In a new paper published in the journal Brain and Cognition*, researchers Akira O'Connor and Chris Moulin relate how mundane experiences -- undoing a jacket zip while hearing a particular piece of music; hearing a snatch of conversation while holding a plate in the school dining hall -- were examples of how deja experiences were triggered in the blind subject.

"It is the first time this has been reported in scientific literature," said O'Connor. "It's useful because it provides a concrete case study which contradicts the theory of optical pathway delay. Eventually we would like to talk to more blind people, though there's no reason to believe this man's experiences are abnormal or different to those of others.

"Optical pathway delay is a quite antiquated theory, but still widely believed -- and was the basis for the déjà vu sequences in Joseph Heller's novel Catch-22. But this provides strong evidence that optical pathway delay is not the explanation for déjà vu. The findings are so obvious, so intuitive, that it's remarkable this research has never been done before."

O'Connor admits that to the person experiencing déjà vu, it feels almost inexplicable. "And because it feels so subjective, psychology, in striving for objectivity, has tended to shy away from it. But psychologists have gone some way to illuminating things like the 'tip of my tongue' sensation when you can't think of a particular word. We just wanted to get to the same sort of understanding for déjà vu."

O'Connor's thesis, due to be completed next year, examines the experimental induction of déjà vu through hypnosis. "We now believe that deja experiences are caused when an area of the brain that deals with familiarity gets disrupted," he said.

In one experiment, students are asked to remember words, then hypnotised to make them forget -- and then shown the same word again to induce a feeling that they have seen it before.

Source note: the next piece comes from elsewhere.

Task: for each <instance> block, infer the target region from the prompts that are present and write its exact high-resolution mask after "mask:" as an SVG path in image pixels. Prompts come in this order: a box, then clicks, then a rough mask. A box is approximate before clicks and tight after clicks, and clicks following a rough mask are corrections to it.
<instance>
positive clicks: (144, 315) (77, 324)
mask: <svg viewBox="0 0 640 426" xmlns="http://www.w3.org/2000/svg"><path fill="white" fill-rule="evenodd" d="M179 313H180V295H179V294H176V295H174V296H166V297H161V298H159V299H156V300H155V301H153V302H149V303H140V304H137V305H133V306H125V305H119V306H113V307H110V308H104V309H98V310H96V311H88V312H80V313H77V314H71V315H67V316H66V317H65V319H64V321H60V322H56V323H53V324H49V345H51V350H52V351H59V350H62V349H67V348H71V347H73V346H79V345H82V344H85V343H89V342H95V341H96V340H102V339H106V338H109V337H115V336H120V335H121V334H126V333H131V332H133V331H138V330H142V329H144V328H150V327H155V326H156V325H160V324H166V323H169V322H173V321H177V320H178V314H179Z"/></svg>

Around half said this brought on a sensation similar to déjà vu -- half of whom said it was definitely déjà vu.

O'Connor would like to take the research further: "It would be really neat to do some neuro-imaging on people during genuine spontaneous déjà vu experiences -- but it's very difficult to get them to have them on demand..."

Akira R O'Connor, Christopher J A Moulin, 'Normal patterns of deja experience in a healthy, blind male: Challenging optical pathway delay theory'; Brain and Cognition, December 2006.


----------